In 1647 a number of autumnal holidays were banned by the newly formed parliamentary government, leaving Guy Fawkes Day as the primary fall festival (Moss). However, emigration to America (especially as spurred by the Great Potato Famine) forced voyagers to carry not only their families, but their traditions, across the pond. As a result, Halloween was initially treated as a charming “English” holiday, but it’s abundantly clear that the holiday has firmly rooted itself into American culture, seemingly unable to be scared away.

Now if something seems not quite right, it’s likely that you’ve noticed that the 1647 banning of Halloween and Blake’s time period (1757 – 1827) don’t quite line up. Regardless of the cancelation of the spirited holiday, the supernatural continued to thrive in English culture, and as we can tell through the biographies of Blake and the themes within his work— he didn’t completely shake the spooky spirit either.

Many of us have heard Blake referred to as a visionary, but until I joined the Blake Archive I didn’t realize the literalness of the description. Very early in his childhood, Blake began encountering “visions” not unlike those that we’d expect to see around Halloween. His first, appearing at the age of four, was God, who put his head to the window and “set [Blake] ascreamin'” (Bentley). Though most of them took the form of religious characters, such as angels in a tree (“About Blake”), abbeys suddenly filled with singing monks, or archangels that thoroughly enjoyed his works from heaven, not all of his encounters were benign.

“Did you ever see a ghost?” a friend once asked Blake. Despite regularly seeing what many of us would consider ghosts or apparitions, Blake responded that he had only seen one once. Standing one evening by the back door to his home in Lambeth, Blake happened to cast his eyes about the room and see a sinister figure which he described as “scaly, speckled, very awful” (Bentley 37) looming closer towards him. Terrified, Blake fled the house.
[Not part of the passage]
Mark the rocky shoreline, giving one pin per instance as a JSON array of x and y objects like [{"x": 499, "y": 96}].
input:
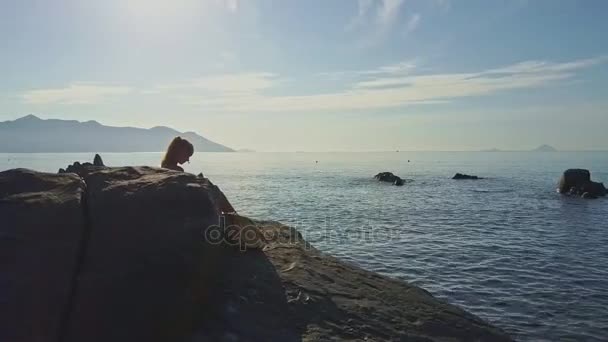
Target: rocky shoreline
[{"x": 145, "y": 254}]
However terrified he might have been by that particular encounter, the supernatural continued to haunt both Blake and his work. In one of his more idiosyncratic pastimes, Blake and his friend John Varley would often hold nighttime séances in which the two would cast for figures of the past, and Blake would sketch them (Davis 146). Of these conjured specters, the most memorable figure is often considered to be the looming, bloodthirsty ghost of a flea. The corresponding painting, in all of its sinister and humanoid glory, is currently held in the Tate Collection.

The Gambols of Ghosts, Object 3, 1805

Whether one regards The Ghost of a Flea or The Gambols of Ghosts, Blake’s haunting works often give their viewers a shudder and a hope that these apparitions remain locked within Blake’s imagination, rather than beginning their prowl amidst the physical world this Halloween.

 

Works Cited

“About Blake.” The William Blake Archive, http://www.blakearchive.org/staticpage/biography. Accessed 16 October 2018.

Bentley, G. E., editor. William Blake: A Critical Heritage. Routledge, 2002.

Blake, William. The Ghost of a Flea c.1819-20, in Nigel Llewellyn and Christine Riding (eds.), The Art of the Sublime, Tate Research Publication, January 2013, https://www.tate.org.uk/art/research-publications/the-sublime/william-blake-the-ghost-of-a-flea-r1105542, accessed 17 October 2018.

Davis, Michael. William Blake: A New Kind of Man. University of California Press, 1977.